Condors’ heavy helicopters lift Cold Response air support capabilities
By Lance Cpl. Brianna Gaudi, II Marine Expeditionary Force
VӔRNES, Norway --
Marine Heavy Helicopter Squadron 464 (reinforced) off-loaded two CH-53E Super Stallion helicopters from a U.S. Air Force C-5 Galaxy in Vӕrnes, Norway Feb. 15,2016, in preparation for Exercise Cold Response 2016 here later this month.
The squadron, also known as the Condors, forms the nucleus of the unique, single-squadron Aviation Combat Element of the 2d Marine Expeditionary Brigade, which is conducting rehearsals across the country in preparation for the exercise. Attached to this nucleus are four AH-1W Super Cobra light attack helicopters, a battery of Low-Altitude Air Defense Marines, and a host of enablers including Marine Wing Support Squadron and Marine Air Control Group personnel.
The exercise will incorporate 12 NATO and partner nations working together to enhance their collective crisis response capabilities.

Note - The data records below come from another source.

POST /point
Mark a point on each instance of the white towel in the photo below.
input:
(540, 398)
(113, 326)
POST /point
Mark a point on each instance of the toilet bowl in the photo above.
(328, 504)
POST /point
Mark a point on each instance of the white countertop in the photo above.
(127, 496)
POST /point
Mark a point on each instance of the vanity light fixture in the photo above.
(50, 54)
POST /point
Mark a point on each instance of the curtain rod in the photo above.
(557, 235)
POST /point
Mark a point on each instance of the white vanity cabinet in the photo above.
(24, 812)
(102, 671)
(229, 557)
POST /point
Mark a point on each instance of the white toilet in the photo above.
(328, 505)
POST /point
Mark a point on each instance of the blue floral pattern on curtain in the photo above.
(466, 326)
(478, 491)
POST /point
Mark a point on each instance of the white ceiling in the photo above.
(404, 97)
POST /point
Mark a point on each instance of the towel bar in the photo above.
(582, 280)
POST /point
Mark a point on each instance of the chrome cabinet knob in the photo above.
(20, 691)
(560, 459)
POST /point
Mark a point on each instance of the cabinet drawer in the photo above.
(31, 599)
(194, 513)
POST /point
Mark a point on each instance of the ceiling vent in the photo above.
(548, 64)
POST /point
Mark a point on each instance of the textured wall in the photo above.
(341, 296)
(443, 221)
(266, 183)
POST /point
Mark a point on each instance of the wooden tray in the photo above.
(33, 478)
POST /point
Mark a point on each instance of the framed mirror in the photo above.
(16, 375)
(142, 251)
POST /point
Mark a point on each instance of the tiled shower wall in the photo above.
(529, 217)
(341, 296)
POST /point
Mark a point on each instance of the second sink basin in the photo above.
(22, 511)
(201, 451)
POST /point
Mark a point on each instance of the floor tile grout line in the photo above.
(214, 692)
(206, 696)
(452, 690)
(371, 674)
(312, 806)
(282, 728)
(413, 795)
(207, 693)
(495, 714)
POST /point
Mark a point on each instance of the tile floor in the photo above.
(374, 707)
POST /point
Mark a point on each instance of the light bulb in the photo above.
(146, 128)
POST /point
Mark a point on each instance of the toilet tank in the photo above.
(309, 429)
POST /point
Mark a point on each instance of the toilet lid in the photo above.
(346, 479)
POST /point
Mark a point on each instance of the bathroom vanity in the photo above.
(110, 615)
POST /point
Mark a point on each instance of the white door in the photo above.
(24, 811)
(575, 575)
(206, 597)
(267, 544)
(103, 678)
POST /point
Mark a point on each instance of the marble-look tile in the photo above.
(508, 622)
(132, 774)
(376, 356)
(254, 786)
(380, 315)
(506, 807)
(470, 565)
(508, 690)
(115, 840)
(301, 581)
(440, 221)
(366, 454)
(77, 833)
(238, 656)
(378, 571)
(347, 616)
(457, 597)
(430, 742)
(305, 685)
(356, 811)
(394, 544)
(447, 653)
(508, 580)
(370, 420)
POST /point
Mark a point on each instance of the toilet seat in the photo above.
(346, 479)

The complex process of transporting the heavy lift helicopters began with dissembling them at Marine Corps Air Station Cherry Point N.C., weeks ago. Marines removed the main gear boxes and rotor blades, and spread the tail, all to compact the aircraft to its most minimal form.

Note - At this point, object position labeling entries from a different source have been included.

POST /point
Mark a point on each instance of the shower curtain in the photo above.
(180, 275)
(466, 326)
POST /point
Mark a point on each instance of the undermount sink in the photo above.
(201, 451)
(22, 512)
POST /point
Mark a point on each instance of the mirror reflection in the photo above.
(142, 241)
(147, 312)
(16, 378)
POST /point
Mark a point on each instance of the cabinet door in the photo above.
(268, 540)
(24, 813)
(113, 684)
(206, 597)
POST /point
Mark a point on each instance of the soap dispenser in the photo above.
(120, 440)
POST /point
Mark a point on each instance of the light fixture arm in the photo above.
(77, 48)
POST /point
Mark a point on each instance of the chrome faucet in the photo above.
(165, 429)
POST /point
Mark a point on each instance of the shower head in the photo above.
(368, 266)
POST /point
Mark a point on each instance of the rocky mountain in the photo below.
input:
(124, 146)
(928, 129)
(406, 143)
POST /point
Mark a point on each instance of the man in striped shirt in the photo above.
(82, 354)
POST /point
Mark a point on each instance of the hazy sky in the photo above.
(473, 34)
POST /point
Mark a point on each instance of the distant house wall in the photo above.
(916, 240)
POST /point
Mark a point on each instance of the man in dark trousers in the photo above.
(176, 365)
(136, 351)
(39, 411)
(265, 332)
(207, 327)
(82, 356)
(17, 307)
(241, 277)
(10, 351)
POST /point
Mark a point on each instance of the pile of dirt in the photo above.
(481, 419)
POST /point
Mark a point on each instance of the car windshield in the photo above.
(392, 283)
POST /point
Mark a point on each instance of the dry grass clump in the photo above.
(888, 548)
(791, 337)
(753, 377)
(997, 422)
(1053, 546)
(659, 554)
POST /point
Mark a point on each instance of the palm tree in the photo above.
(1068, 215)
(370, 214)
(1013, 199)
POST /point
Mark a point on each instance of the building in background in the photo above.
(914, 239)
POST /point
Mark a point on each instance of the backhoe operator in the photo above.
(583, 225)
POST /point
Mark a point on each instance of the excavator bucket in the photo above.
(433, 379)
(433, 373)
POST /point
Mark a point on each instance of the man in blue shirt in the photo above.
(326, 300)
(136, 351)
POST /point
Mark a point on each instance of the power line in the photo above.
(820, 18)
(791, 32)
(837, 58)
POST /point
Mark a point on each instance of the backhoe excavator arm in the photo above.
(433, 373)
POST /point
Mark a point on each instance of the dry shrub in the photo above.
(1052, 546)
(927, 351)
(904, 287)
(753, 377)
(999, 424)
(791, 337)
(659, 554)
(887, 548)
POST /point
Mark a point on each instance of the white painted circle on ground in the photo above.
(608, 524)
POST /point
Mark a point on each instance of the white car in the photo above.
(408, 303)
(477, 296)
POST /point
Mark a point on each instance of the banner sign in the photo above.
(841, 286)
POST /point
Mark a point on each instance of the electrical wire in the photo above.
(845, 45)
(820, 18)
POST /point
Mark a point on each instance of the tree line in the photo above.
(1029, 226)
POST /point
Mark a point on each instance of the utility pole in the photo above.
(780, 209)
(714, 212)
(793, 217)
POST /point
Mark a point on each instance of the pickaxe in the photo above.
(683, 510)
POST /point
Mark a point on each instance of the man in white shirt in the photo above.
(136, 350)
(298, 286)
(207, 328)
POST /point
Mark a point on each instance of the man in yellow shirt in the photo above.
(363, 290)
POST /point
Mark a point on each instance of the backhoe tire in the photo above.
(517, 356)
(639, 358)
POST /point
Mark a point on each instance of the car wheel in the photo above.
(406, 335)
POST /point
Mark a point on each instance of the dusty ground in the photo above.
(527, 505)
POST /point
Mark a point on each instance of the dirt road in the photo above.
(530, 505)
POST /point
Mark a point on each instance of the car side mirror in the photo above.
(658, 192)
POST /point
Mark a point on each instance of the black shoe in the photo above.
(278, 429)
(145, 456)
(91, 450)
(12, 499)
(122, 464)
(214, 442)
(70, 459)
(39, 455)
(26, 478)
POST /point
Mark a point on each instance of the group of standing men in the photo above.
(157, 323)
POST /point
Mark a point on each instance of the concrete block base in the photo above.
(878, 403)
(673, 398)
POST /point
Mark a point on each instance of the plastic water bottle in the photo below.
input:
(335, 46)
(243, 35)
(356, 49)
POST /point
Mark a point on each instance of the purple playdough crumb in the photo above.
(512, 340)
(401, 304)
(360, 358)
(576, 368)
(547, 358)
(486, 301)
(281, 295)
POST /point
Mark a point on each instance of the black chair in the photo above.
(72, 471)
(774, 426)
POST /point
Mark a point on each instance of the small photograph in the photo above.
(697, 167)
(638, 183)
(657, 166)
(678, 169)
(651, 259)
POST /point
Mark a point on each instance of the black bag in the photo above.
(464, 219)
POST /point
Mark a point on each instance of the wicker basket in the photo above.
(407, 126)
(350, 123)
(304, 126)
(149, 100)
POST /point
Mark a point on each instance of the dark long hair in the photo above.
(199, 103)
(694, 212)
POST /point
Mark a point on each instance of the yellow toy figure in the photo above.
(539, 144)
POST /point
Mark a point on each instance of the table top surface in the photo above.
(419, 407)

“In order to get them on the aircraft, it requires a lot of time and precise movements. It takes a lot of man power,” said 1st Lt. Steven Whitfield, hazardous materials officer in charge with HMH-464 (reinforced). “It comes down to a matter of inches of space in order to squeeze them into a C-5.”
The Marines unloaded from the aircraft with expert precision and towed them into a hangar provided by their Norwegian hosts, where the unit will take the next few days to rebuild them and have them ready to fly before the week’s end.
“The Marines are crushing it,” said Maj. Jeremy Hawkins, a Condors pilot and the ACE operations officer. “They have a singular focus on getting these aircraft ready.”
The unit’s success is due in part to support provided by the Air Force’s 9th Airlift Squadron, which transported the helicopters across the ocean and assisted with the off load.
“Working with the Marine Corps has been a pleasure,” said Tech. Sgt. Ron Orr, a C-5 load master with 9th Airlift Squadron. “We had a highly-experienced team of personnel to help us out, which allowed for smooth mission completion.”
The Norwegian climate also presents the unit with a new set of challenges and opportunities. Simply performing maintenance, all while constantly battling the elements, is a unique part of participating in Cold Response 16.
“Being in this environment is a great opportunity. It helps us to ensure that we’re always ready no matter when the country calls us,” Whitfield said, “In any clime and place, the Marine Corps is ready.”